Niederösterreich, 9.8.98 (NÖI) "Wir gehen davon aus, daß in Niederösterreich im Herbst für 400 Jugendliche ein Auffangnetz benötigt wird. Im Rahmen des Nationalen Aktionsplans für Beschäftigung (NAP) sind aber finanzielle Mittel derzeit nur für 660 Jugendliche veranschlagt. Die freiwerdenden Gelder müssen für Beschäftigungs- und Ausbildungsprojekte für Frauen und ältere Arbeitslose in Niederösterreich verwendet werden", fordert LH-Stv. Liese Prokop eine Ausweitung der Finanzmittel des NAP auf die Zielgruppe der Frauen und älteren Arbeitslosen. Prokop leitet in Niederösterreich die Landes-Projektgruppe zur Umsetzung des NAP.****

Der NAP sieht gegenwärtig in Niederösterreich zusätzlich 150 Millionen Schilling für 660 lehrstellensuchende Jugendliche vor, die bis November keine Lehrstelle gefunden haben. Um diesen Jugendlichen einen Einstieg in die Lehre zu erleichtern, werden einjährige Berufsvorbereitungslehrgänge und 3-4jährige Lehrlingstiftungen eingerichtet.

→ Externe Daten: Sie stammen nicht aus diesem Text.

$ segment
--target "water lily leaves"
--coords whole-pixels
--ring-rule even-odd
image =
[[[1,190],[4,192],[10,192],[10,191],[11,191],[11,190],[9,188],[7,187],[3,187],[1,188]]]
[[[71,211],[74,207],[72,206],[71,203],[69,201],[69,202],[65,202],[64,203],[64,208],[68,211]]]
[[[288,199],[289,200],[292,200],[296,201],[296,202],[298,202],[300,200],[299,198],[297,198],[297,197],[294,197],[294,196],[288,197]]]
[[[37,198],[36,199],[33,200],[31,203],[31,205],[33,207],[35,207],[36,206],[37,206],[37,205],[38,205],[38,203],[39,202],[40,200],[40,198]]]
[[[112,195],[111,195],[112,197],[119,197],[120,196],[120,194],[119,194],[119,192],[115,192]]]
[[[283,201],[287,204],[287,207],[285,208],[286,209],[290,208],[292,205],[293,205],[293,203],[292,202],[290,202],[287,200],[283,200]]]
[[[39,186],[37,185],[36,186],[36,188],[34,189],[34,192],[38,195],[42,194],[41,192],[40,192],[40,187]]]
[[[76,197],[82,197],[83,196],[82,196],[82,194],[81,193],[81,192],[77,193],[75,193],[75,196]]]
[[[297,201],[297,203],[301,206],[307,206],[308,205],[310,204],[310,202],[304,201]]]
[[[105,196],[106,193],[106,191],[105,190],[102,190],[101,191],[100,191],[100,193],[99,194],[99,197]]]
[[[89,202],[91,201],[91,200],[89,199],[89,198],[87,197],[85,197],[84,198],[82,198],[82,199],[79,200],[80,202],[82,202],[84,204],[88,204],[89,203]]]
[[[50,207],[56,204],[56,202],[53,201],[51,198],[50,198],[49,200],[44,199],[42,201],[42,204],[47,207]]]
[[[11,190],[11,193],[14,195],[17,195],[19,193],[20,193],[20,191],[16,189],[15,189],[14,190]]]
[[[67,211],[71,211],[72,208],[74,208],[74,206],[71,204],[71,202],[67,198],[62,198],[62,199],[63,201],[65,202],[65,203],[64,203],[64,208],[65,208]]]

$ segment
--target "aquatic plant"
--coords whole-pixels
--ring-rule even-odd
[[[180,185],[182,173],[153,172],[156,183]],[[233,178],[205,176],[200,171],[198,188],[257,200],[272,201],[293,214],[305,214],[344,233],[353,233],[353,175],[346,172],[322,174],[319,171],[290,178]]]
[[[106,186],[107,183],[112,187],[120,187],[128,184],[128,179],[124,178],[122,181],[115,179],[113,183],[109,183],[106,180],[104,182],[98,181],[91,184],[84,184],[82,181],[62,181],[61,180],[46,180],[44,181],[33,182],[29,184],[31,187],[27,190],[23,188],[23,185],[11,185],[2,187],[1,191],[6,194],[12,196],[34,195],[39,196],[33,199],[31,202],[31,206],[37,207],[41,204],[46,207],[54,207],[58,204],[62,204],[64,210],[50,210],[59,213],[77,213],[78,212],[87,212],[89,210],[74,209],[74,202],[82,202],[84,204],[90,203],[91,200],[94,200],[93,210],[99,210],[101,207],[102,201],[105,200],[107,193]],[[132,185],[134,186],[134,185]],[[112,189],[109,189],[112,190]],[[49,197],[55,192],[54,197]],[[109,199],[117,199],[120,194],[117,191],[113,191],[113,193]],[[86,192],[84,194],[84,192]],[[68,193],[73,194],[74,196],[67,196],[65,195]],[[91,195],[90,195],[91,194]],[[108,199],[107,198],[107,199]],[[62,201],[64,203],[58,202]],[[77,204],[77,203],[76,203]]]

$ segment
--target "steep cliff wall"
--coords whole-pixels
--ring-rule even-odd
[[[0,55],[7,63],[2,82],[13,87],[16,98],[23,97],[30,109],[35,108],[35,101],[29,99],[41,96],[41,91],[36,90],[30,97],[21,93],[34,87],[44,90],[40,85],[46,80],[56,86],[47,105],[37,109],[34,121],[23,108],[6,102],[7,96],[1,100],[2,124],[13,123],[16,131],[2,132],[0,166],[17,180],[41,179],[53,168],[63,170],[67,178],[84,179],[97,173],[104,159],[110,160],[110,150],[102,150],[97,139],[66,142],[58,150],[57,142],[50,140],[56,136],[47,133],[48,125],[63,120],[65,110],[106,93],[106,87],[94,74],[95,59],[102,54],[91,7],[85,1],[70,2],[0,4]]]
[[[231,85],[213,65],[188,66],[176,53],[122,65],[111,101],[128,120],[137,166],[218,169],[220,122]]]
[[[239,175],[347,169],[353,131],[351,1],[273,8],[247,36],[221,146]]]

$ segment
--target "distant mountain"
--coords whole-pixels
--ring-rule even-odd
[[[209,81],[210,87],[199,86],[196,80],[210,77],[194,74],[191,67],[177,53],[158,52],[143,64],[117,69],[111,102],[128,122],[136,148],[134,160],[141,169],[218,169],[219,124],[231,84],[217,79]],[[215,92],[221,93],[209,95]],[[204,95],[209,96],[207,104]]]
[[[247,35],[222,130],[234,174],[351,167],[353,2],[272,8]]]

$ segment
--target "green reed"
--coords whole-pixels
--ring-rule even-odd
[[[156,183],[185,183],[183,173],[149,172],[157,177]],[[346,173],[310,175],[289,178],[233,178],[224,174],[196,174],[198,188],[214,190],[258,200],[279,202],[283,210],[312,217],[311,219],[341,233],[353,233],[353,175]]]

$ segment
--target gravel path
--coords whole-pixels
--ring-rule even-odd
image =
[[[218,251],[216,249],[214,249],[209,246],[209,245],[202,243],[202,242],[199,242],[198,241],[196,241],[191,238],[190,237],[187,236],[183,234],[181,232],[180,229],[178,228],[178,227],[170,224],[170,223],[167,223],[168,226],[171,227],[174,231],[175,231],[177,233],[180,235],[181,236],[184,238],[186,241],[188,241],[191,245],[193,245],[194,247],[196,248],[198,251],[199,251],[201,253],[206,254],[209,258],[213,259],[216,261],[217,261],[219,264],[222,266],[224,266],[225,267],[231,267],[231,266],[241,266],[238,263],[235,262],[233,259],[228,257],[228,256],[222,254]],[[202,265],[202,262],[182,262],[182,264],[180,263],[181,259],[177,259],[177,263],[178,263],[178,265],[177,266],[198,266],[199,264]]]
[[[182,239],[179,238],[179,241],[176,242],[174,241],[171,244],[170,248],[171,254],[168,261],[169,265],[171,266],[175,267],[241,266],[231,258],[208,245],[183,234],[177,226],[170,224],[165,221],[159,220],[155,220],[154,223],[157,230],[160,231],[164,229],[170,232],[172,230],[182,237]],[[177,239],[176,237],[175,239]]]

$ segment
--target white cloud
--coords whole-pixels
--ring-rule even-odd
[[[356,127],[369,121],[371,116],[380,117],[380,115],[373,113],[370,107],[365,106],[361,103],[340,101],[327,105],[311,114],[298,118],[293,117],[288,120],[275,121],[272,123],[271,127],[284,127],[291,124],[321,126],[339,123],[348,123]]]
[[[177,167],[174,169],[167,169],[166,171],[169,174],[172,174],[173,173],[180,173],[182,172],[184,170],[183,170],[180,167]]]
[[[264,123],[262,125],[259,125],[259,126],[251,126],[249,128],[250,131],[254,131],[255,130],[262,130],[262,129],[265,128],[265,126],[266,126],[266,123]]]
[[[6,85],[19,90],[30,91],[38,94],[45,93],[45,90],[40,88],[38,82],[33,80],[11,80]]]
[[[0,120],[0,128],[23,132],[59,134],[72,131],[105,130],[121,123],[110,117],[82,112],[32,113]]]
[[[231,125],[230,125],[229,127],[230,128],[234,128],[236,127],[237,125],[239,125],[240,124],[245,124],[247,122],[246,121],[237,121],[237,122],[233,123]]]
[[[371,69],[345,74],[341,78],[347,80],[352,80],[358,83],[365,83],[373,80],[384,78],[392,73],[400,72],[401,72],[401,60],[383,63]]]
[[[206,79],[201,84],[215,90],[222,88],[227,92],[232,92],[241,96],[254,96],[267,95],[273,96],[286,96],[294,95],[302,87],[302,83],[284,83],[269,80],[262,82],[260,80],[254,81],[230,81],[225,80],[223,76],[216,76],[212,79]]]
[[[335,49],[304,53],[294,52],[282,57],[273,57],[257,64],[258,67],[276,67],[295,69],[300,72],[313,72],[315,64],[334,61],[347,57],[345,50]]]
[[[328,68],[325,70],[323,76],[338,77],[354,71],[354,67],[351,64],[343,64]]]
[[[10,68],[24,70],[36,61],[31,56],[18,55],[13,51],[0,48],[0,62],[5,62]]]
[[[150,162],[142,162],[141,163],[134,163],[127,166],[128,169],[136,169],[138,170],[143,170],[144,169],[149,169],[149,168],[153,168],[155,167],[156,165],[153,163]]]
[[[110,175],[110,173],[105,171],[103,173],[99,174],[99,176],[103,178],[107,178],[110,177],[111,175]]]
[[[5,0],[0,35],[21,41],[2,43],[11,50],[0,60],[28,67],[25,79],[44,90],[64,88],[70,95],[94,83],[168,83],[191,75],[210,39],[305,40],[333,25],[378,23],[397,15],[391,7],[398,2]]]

"Wenn die Ziele des NAP, bis zum Jahr 2003 die
Arbeitslosenquote um 1% zu senken und 100.000 zusätzliche Jobs zu schaffen, erreicht werden soll, muß auch für andere Gruppen als Jugendliche Geld für Ausbildung und Beschäftigung zur Verfügung gestellt werden. 50 Millionen Schilling sollten daher für die Problemgruppe der Frauen und älteren Arbeitslosen vorgesehen werden", gibt Liese Prokop der Kritik am NAP angesichts der Entwicklung am Arbeitsmarkt in Niederösterreich recht. Der Arbeitsmarkt stellt sich in Niederösterreich für Jugendliche und Lehrlinge günstig dar. Bei den Frauen und älteren Arbeitslosen weist Niederösterreich hingegen nur durchschnittliche Arbeitslosenquoten aus.